What is most disturbing to me about the 31-year-old interview with Spock were his words about the youth of America and what seems to be a loss of the passion and idealism of the 1960s, though he also saw some of the danger signals of the times.
"One of the few encouraging things on the horizon," said Spock then, "is there has sprung spontaneously more idealism in youth in the last few years than we've seen in the United States in a long while. I think this is a very encouraging thing." He also was encouraged by the idealism that allowed young people to "feel more comfortable working for the benefit for the extremely disadvantaged. Just as they say don't trust anybody over thirty, they also don't trust anybody who has $10 in his pocket."

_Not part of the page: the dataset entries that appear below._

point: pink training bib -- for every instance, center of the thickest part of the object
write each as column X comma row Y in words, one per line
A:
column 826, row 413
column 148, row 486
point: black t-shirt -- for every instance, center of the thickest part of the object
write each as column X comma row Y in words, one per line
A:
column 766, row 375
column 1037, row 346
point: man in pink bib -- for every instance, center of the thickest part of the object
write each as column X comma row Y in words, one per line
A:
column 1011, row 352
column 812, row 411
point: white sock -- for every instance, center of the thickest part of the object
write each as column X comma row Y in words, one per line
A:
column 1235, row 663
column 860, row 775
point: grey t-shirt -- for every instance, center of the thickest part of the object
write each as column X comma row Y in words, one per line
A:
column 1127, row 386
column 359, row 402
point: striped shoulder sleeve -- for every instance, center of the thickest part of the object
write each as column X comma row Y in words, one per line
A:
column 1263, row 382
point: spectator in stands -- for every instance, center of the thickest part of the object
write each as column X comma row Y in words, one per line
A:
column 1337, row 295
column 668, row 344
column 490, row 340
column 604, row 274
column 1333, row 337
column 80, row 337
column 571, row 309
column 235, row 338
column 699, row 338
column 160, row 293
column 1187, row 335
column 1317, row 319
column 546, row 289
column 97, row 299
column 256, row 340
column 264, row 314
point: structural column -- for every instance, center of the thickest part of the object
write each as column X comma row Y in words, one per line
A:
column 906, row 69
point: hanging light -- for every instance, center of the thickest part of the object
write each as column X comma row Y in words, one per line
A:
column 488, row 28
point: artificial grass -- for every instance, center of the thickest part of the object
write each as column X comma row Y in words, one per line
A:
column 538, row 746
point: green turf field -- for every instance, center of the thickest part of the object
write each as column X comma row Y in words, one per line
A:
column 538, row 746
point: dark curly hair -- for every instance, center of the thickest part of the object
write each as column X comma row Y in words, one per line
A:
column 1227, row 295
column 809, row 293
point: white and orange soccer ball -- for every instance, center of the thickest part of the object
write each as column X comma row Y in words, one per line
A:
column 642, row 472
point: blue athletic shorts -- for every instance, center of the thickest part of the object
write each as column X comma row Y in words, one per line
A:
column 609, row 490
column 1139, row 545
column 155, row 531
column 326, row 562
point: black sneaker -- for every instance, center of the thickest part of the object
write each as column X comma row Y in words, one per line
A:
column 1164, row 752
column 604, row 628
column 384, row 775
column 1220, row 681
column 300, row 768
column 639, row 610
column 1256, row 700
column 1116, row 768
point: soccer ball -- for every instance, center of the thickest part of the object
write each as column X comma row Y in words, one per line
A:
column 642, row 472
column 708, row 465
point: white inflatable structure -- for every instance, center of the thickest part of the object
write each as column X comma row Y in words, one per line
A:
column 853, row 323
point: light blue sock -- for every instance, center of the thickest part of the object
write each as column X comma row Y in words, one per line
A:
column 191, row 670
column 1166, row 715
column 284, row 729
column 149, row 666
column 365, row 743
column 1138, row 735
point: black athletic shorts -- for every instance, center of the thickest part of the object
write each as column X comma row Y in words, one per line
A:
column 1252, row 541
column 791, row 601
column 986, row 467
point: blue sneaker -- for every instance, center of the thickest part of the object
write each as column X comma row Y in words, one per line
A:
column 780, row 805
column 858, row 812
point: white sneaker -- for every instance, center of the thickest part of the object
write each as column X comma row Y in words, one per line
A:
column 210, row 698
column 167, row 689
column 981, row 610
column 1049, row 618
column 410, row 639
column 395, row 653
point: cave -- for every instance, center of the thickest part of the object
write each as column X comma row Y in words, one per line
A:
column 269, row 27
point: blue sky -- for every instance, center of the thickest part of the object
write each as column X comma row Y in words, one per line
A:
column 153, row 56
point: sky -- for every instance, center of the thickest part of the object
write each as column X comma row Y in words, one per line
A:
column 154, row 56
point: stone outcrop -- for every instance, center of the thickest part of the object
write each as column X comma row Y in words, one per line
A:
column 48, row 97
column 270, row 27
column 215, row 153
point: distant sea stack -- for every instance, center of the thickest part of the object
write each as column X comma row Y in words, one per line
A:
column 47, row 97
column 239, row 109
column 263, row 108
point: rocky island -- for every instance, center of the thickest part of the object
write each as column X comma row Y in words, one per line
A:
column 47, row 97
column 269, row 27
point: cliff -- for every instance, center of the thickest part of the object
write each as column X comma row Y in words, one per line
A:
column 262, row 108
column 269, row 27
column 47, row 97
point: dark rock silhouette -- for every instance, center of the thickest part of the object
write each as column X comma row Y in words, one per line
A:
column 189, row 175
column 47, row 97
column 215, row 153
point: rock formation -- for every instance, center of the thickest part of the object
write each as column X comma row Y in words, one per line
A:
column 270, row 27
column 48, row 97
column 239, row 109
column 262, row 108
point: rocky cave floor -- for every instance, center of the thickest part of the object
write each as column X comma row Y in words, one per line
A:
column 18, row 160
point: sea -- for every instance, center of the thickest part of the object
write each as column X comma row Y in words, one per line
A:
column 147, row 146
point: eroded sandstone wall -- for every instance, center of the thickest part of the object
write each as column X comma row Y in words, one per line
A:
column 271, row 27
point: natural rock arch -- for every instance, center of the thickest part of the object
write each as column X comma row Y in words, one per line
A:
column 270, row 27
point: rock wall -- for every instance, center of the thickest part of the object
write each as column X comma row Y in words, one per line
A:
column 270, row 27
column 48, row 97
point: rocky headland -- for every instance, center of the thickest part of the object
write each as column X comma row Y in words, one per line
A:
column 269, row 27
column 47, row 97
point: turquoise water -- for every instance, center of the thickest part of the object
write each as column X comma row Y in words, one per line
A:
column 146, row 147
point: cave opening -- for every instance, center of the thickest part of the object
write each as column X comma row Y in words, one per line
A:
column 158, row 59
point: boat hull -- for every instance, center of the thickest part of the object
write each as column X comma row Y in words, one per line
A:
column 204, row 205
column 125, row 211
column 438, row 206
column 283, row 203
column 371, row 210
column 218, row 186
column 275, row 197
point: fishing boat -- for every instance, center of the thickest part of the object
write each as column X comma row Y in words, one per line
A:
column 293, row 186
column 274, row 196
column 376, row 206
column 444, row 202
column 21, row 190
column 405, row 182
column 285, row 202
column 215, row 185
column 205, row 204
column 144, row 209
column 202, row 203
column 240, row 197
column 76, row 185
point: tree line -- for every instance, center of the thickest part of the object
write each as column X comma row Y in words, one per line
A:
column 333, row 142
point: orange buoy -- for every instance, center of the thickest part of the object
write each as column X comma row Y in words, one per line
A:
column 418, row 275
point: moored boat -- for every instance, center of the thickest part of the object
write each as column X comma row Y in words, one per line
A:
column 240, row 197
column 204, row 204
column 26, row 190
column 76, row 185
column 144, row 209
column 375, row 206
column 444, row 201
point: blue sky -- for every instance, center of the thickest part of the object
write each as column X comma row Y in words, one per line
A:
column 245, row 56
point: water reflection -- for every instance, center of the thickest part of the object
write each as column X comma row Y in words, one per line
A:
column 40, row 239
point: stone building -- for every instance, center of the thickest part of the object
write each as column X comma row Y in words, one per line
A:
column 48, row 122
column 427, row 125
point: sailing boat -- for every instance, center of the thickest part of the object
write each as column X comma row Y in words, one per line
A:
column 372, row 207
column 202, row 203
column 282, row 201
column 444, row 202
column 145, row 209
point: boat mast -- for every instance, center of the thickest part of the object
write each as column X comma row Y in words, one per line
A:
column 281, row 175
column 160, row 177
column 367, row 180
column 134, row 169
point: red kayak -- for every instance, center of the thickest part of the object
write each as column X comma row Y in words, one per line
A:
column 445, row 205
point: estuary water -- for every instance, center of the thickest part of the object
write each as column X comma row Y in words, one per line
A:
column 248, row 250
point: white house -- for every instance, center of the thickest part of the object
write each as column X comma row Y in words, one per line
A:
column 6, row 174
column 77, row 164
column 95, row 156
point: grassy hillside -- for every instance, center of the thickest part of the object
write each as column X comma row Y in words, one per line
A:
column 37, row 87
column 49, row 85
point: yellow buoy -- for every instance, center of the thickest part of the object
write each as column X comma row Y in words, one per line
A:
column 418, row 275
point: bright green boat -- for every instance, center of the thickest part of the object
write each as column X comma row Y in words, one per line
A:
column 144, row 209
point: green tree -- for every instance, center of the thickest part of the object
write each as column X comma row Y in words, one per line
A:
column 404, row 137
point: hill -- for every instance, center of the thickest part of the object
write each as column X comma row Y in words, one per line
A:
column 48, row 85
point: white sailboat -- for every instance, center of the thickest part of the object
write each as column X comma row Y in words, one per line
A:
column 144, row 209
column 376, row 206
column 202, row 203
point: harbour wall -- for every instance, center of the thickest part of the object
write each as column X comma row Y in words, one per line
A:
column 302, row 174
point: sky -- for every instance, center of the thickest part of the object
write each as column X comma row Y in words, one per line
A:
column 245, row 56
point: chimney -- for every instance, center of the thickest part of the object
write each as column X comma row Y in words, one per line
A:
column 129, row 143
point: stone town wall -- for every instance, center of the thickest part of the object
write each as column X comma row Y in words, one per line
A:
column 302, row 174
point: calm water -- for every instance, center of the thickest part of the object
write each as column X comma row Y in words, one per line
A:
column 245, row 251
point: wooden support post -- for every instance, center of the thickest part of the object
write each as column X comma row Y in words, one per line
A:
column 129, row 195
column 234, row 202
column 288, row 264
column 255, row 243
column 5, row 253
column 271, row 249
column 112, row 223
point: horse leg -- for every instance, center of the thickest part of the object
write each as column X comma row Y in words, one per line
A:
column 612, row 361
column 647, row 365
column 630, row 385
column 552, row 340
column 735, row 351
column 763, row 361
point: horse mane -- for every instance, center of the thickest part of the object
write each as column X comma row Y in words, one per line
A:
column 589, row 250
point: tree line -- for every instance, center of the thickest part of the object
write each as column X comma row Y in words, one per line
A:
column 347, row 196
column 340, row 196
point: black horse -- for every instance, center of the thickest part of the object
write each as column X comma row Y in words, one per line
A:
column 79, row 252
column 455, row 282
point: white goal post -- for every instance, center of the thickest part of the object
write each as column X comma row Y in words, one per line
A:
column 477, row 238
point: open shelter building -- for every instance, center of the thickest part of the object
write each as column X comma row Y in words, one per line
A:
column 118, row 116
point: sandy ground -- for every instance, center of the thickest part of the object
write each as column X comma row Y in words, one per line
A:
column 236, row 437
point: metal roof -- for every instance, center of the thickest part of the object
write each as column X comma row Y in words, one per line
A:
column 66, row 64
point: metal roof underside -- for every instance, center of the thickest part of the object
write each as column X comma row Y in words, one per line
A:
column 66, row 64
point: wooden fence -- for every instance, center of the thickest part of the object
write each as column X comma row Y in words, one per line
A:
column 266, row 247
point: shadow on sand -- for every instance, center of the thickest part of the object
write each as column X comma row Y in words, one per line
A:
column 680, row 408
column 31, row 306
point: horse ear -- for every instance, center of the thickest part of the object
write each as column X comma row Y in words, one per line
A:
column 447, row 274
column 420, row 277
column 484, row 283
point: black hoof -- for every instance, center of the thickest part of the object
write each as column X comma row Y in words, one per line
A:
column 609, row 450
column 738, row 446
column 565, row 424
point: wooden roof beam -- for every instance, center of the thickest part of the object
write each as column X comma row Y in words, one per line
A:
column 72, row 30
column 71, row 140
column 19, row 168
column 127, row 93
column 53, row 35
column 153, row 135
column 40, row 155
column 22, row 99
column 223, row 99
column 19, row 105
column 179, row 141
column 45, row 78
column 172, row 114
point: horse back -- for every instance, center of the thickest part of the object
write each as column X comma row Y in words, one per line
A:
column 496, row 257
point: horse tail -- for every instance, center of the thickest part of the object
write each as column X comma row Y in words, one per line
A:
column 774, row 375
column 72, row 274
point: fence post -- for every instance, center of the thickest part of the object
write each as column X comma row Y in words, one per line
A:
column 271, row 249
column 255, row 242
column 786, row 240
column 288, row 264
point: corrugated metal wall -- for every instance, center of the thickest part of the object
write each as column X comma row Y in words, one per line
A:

He added: "I think it's always been necessary for youth to look for imperfections in their parents, and to accuse their parents and past generations of hypocrisy. It's always something youths have looked for, hypocrisy. They want to find flaws in [their parents] because if you thought that your parents were absolutely sincere and reasonably sensible, this would bind you to their aims and standards."
Spock lived to see much of that anti-establishment skepticism among young people disappear -- but it's likely he would still find hope in the young for a better world.